Australian Rugby Union assistant coach Nathan Grey.
Australian Rugby Union assistant coach Nathan Grey. PAUL MILLER

Wallabies assistant Grey argues a case for the defence

WALLABIES defence coach Nathan Grey says he is "pleased for the players" after the side rallied from the defensive nightmare of Sydney and re-built a gold wall in the subsequent Rugby Championship games.

Grey's work as defence coach copped enormous heat in the wake of the All Blacks' 54-34 victory over the Wallabies in August, in which the Kiwis scored six of their eight tries in the first half and led by a record 40-6 at the break.

The missed tackle count only ended up being 31 but far too many were cold, inexcusable misses.

The Wallabies and Grey endured heavy criticism ahead of the second Test in Dunedin but after saying they wouldn't change much - which was also pilloried - the team turned it around hugely in defence and almost won the game.

Since then, the Wallabies defence has continued to improve and in Tests against the Springboks and the Pumas, the team only conceded two tries in each.

"It's always a work in progress," Grey said.

"I am pleased for the players, who are getting a bit more consistent reward for the work they're doing.

"In terms of having belief of what we want to do as a collective, and then really buying into that and delivering on that.

"I am pleased for them from the perspective of we can start to display and put pressure on the opposition when they have the ball, in a consistent manner."

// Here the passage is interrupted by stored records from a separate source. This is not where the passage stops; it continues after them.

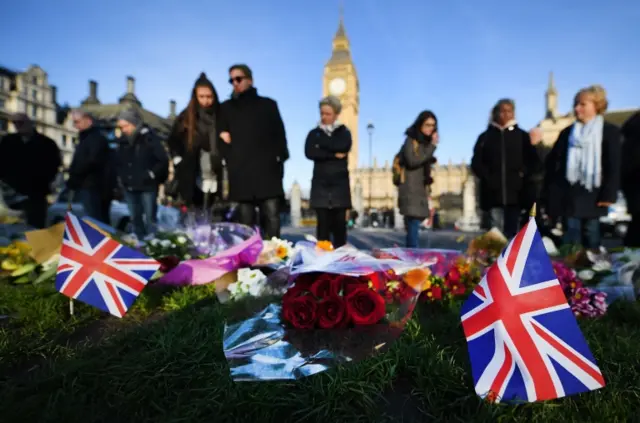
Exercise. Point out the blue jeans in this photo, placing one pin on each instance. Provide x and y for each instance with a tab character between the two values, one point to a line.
91	201
142	205
412	226
585	232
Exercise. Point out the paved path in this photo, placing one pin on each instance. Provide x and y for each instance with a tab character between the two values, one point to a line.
384	238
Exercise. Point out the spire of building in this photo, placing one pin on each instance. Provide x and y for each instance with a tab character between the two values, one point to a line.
340	40
551	88
551	98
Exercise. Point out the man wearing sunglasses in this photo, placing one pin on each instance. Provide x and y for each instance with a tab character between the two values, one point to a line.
255	151
29	163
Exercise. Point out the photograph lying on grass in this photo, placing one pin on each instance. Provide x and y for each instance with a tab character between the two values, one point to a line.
319	331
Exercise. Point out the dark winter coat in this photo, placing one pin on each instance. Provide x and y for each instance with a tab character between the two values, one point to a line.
505	161
142	164
412	193
88	168
565	200
258	149
330	184
188	169
630	173
29	167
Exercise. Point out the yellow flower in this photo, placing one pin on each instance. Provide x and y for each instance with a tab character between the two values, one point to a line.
324	245
22	246
418	279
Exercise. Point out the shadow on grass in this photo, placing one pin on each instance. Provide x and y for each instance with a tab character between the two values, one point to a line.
173	369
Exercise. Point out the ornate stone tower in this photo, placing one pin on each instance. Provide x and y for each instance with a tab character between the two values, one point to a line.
551	99
340	79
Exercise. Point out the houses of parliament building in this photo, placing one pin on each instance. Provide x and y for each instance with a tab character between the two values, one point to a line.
374	184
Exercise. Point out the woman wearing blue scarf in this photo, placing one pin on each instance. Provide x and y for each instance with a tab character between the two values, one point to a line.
582	175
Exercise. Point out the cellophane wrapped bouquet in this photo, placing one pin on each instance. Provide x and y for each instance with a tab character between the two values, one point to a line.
339	306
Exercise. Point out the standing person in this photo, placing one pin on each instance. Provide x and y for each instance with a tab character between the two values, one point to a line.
29	163
194	144
88	170
416	153
143	164
328	145
255	152
630	175
582	176
504	160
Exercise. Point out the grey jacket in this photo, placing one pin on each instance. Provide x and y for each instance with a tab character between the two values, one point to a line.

The Wallabies actually missed more tackles in Dunedin and Canberra than they did in Sydney, but the quality of their scramble and a far superior linespeed and aggression halted their rivals' ability to build pressure and points.

After letting the All Blacks get over the advantage line in 75% of their runs in Sydney, it fell to 50% in Dunedin and then 44% in Perth. It climbed again to 66% against the Pumas but that didn't translate to trouble, giving up only 7 linebreaks.

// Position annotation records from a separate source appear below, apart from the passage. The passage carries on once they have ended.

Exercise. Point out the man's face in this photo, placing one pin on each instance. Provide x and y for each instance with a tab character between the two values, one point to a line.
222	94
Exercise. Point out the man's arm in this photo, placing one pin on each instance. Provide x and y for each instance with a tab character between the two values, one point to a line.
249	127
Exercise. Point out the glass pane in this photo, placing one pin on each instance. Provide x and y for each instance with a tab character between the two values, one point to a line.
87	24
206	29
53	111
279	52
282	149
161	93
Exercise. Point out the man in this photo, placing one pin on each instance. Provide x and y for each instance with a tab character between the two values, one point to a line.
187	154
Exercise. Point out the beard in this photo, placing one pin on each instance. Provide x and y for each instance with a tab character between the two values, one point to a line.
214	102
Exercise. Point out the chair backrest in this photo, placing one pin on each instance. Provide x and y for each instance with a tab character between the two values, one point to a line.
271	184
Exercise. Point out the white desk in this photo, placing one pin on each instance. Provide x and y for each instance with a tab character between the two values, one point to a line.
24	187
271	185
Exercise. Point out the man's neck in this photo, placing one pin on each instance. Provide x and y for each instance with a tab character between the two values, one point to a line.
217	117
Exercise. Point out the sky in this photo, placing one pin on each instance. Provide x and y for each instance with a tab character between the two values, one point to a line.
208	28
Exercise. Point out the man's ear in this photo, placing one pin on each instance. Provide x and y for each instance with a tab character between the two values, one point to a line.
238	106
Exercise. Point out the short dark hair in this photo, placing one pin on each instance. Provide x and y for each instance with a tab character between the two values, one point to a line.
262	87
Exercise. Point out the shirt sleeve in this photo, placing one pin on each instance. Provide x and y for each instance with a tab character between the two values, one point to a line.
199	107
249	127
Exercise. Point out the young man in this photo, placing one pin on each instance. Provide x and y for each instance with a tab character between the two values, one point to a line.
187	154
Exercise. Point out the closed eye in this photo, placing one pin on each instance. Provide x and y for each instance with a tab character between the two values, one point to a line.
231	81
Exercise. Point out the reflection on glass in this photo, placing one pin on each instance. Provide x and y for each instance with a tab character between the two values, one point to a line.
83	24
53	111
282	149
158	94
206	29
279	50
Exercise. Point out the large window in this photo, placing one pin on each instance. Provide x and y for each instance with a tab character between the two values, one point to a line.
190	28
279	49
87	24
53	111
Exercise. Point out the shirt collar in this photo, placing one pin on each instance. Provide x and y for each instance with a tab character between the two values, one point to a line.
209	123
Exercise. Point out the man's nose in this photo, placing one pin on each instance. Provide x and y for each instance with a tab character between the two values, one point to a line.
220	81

But Grey said one stat never tells a complete picture.

"You can't really put it down to the one thing that says "that's a measure we are defending really well"," he said.

"It is a real collective result of 1) not allowing a team to execute how they want to and 2) being able to dictate terms to opposition defensively, rather than sitting back and being reactive.

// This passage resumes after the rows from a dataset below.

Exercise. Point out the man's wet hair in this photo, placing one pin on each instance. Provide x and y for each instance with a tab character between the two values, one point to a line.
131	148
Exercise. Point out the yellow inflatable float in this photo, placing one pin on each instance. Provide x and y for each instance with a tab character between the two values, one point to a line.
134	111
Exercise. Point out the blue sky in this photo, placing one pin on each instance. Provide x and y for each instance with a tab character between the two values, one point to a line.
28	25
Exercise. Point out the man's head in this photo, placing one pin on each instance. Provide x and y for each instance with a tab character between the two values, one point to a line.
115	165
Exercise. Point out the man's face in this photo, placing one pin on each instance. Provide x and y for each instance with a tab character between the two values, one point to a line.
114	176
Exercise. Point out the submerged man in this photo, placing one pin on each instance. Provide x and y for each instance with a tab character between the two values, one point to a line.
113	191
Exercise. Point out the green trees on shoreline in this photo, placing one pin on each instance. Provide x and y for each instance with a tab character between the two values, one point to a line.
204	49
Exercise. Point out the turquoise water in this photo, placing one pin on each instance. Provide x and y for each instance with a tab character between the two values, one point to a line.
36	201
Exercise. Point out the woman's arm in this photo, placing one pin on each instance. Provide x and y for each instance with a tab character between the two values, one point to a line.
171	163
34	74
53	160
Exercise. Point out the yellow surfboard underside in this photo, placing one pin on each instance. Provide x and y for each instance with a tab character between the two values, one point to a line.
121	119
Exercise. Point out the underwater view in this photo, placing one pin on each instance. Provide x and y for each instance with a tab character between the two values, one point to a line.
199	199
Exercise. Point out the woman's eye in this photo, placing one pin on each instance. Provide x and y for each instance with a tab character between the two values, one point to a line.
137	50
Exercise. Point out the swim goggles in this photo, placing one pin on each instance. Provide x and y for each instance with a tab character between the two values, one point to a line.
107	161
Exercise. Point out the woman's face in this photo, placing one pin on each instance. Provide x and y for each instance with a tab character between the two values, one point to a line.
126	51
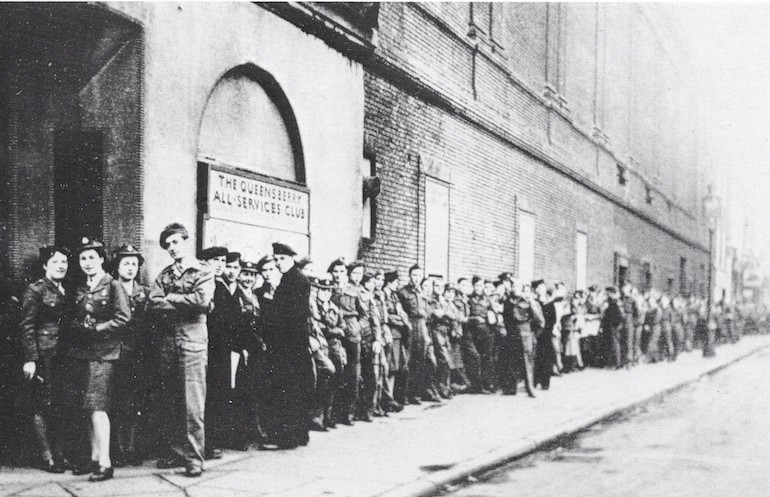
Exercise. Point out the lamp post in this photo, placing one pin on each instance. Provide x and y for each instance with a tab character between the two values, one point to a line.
711	207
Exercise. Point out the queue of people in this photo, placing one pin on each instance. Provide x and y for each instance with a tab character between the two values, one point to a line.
222	353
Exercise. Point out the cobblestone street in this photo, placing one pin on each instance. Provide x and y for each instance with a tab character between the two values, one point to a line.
428	446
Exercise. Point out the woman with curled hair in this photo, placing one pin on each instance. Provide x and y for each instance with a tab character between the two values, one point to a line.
101	311
43	311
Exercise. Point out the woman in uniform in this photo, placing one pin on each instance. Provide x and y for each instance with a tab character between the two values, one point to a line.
43	311
101	312
131	370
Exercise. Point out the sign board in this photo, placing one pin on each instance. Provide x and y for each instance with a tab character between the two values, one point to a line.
247	212
256	202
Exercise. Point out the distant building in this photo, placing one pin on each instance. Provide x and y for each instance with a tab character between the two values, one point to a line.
557	140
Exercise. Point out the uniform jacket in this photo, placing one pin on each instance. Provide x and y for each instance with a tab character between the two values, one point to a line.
413	302
371	323
44	311
108	305
398	320
137	326
181	298
352	308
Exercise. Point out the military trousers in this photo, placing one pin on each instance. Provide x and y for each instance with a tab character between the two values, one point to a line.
628	340
519	361
183	386
422	361
348	396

"If you are organised and energised, you have the ability to be nice and aggressive and take the space."

After howls for his removal post-Sydney, Grey is back under the radar. He said the only option in a week like that is to accept the public scrutiny and trust in your plans.

"That's the world we're in, that (pressure) is all part of it" Grey said.

"You just have to have confidence as a collective and as a coaching staff about what you want to do and then back that. And then be diligent about your work, because you believe it is going to work."